In this post, I start exploring the RSRuby interface and its facilities for handling some simple statistical operations. At the moment I am not interested in many of the options available for the different procedures, but just want to understand how to pass data to R from Ruby, and do some useful computations.
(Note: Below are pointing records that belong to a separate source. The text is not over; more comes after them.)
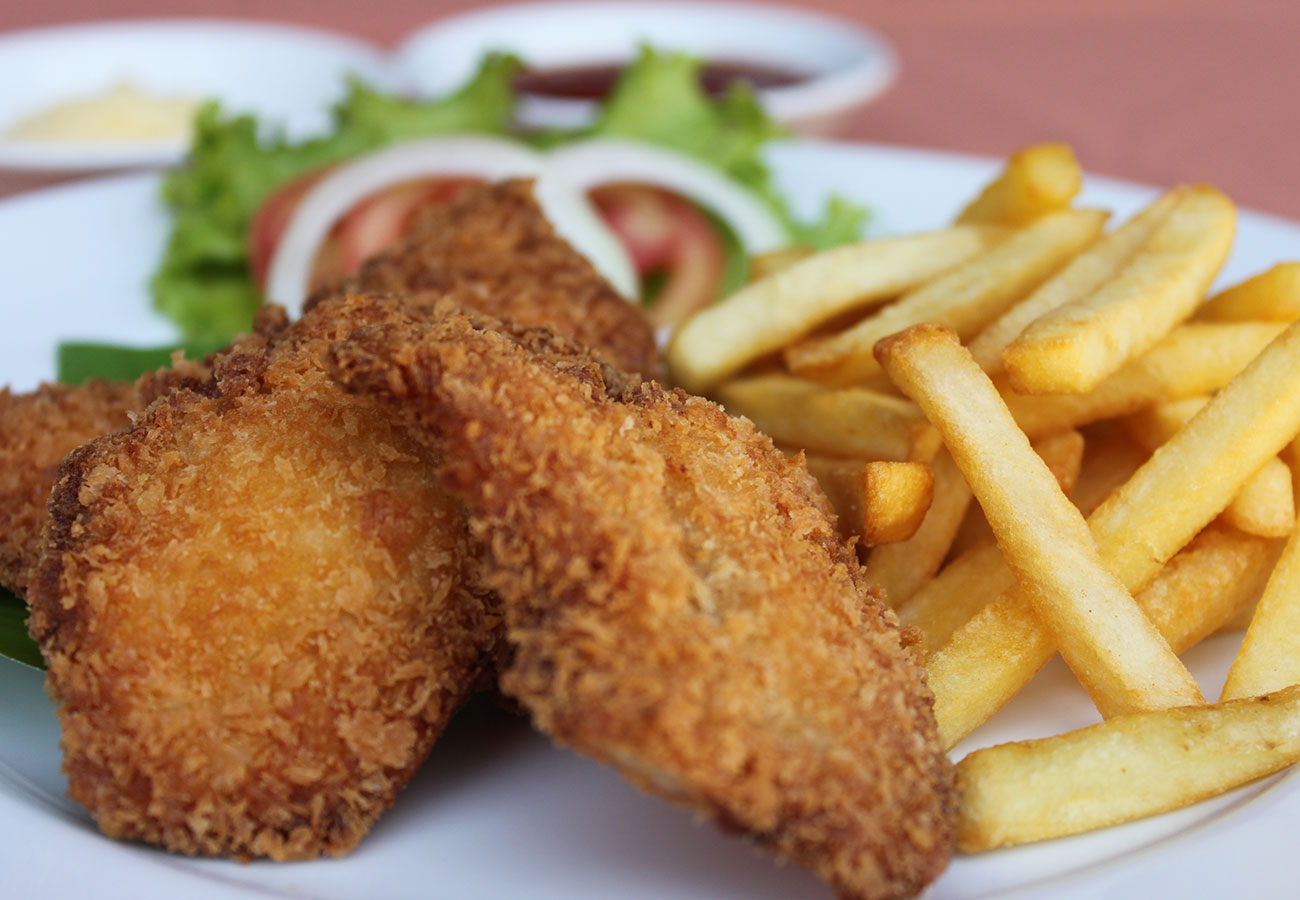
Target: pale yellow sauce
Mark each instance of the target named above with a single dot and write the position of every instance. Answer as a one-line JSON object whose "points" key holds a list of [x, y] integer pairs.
{"points": [[121, 113]]}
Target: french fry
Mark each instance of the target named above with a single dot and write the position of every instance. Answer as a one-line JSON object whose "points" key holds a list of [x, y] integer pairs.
{"points": [[897, 498], [1080, 277], [961, 589], [1266, 503], [1140, 526], [979, 574], [1208, 583], [1073, 347], [1273, 295], [1035, 181], [1269, 658], [1114, 650], [1264, 506], [1197, 358], [770, 314], [1121, 770], [965, 299], [882, 502], [856, 423], [902, 569], [772, 262]]}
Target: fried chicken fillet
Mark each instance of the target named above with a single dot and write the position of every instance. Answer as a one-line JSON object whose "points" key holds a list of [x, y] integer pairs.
{"points": [[252, 610], [493, 250], [38, 429], [255, 602], [677, 600]]}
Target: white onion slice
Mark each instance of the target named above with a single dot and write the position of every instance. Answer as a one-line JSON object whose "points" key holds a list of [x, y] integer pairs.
{"points": [[572, 215], [589, 164]]}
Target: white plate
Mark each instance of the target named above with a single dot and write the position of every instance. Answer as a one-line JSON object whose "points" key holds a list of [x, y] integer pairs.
{"points": [[285, 73], [497, 812], [845, 64]]}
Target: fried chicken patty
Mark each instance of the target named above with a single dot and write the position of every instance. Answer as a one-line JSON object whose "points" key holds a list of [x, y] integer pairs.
{"points": [[252, 609], [677, 600], [492, 249], [39, 428]]}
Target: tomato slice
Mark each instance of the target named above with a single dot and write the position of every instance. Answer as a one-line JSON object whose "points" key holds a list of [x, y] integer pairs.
{"points": [[377, 221], [367, 229], [273, 217], [667, 238]]}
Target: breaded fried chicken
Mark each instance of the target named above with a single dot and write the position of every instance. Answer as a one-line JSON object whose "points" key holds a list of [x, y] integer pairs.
{"points": [[677, 601], [38, 429], [492, 249], [252, 610]]}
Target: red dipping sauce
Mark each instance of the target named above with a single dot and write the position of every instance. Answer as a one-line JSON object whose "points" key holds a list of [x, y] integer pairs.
{"points": [[594, 82]]}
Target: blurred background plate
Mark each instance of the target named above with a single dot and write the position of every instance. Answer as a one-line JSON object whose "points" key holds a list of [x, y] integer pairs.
{"points": [[498, 813], [822, 68], [287, 74]]}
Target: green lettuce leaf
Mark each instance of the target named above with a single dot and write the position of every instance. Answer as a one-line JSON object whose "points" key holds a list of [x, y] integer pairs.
{"points": [[79, 362], [659, 100], [203, 282], [14, 641]]}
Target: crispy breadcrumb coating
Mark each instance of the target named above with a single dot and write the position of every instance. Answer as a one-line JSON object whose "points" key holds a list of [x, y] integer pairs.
{"points": [[38, 429], [252, 610], [677, 601], [492, 249]]}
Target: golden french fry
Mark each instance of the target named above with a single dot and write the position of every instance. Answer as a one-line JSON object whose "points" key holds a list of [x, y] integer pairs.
{"points": [[1121, 770], [1035, 181], [897, 498], [961, 589], [1270, 653], [1080, 277], [879, 501], [966, 299], [1073, 347], [856, 423], [1140, 526], [902, 569], [1114, 650], [1195, 359], [1272, 295], [1208, 583], [772, 262], [1264, 506], [979, 574], [770, 314]]}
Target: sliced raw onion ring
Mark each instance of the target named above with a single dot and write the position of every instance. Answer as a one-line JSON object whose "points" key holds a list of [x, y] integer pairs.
{"points": [[589, 164], [572, 215]]}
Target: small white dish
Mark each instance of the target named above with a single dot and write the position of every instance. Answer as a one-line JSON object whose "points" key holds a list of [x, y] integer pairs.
{"points": [[289, 74], [844, 65]]}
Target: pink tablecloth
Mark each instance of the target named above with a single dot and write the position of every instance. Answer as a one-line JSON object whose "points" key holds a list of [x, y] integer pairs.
{"points": [[1153, 90]]}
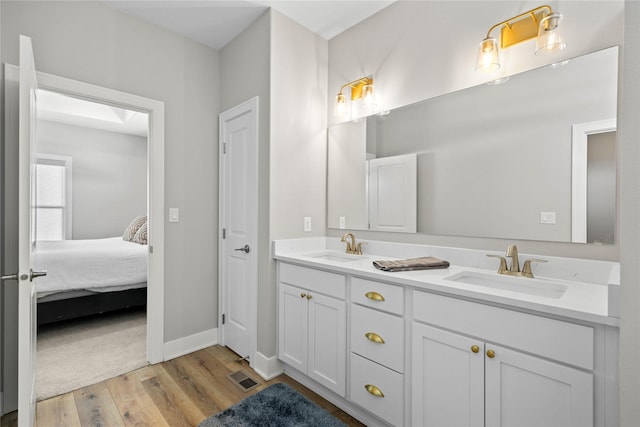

Given a list of readings, such as: [4, 2, 35, 10, 17, 3, 6, 8] we can compute the mean, median, variance, and standard deviation as follows:
irb(main):052:0> require 'RSRuby' irb(main):053:0> r = RSRuby.instance irb(main):054:0> a = [4, 2, 35, 10, 17, 3, 6, 8] irb(main):055:0> r.mean(a) => 10.625 irb(main):056:0> r.median(a) => 7.0 irb(main):057:0> r.var(a) => 119.982142857143 irb(main):058:0> r.sd(a) => 10.9536360564491
This is straightforward. The RSRuby bridge converts our Ruby array stored in the variable 'a' into an 'R' object, and calls the appropriate methods, as illustrated.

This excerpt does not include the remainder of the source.